Broadly speaking, we know that systems have proven to be essential for creativity. This is not just because, in using systems, we channel creativity into ideas and structures in a way that enables them to be understood by ourselves and others. It is also because systems allow for a multidisciplinary approach to solving specific environmental and social problems. As an example, with regard to the need to engage the corporate world in sustainability, we need standards for the disclosure of material ESG factors that will give investors the necessary transparency to assess the potential for real economic and profit outcomes, and determine the implications for society more broadly. In other words, we can have a system that bridges economic and societal explorations, making it possible to harness financial analysis and curiosity simultaneously in pursuit of investment returns and impact.
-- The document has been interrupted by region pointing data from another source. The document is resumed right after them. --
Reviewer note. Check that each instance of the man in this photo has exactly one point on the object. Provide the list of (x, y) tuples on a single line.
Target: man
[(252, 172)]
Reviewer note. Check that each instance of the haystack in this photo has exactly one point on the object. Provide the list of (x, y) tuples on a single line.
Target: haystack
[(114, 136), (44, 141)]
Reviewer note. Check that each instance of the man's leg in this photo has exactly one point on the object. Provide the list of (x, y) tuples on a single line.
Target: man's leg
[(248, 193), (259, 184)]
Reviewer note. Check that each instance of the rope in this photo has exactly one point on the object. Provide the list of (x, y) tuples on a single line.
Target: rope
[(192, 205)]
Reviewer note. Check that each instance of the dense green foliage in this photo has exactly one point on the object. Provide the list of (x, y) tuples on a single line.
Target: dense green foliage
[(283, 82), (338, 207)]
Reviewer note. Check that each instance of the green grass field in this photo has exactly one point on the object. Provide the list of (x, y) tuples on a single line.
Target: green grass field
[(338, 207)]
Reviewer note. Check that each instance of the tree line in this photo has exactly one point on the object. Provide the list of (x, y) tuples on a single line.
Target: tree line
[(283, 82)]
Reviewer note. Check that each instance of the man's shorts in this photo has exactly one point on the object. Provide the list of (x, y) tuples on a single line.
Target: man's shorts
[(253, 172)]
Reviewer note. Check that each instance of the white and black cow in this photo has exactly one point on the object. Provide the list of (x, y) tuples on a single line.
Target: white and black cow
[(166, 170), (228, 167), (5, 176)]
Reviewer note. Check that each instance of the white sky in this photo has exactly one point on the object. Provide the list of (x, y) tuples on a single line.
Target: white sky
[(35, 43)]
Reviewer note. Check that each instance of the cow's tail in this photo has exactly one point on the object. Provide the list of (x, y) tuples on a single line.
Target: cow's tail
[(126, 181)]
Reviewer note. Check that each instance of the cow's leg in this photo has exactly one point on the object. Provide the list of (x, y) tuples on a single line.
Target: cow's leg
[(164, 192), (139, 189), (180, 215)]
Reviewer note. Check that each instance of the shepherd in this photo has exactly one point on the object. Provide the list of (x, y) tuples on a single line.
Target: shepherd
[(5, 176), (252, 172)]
All that said, we have to ensure that our civil society leaders have the mindsets necessary for the creative process: curiosity, mental readiness, confidence, empathy, commitment…
Does that mindset define our leaders? Will they strive to build and experiment with systems that spark imagination, attend to human purpose and values, and sustain engagement? Will we be able to generate global prosperity by creatively adapting the capitalist system to move away from what has been extractive and exclusive?
Only time will tell, but with an understanding of the irrefutable urgency of this moment in history, a commitment to transformation, and a system that allows us to leverage curiosity and creativity, we most certainly can.
And as we continue to experiment and learn, we must persevere in building a system through this period of multiple crises, knowing that, as DaVinci said, ‘Art is never finished, only abandoned.’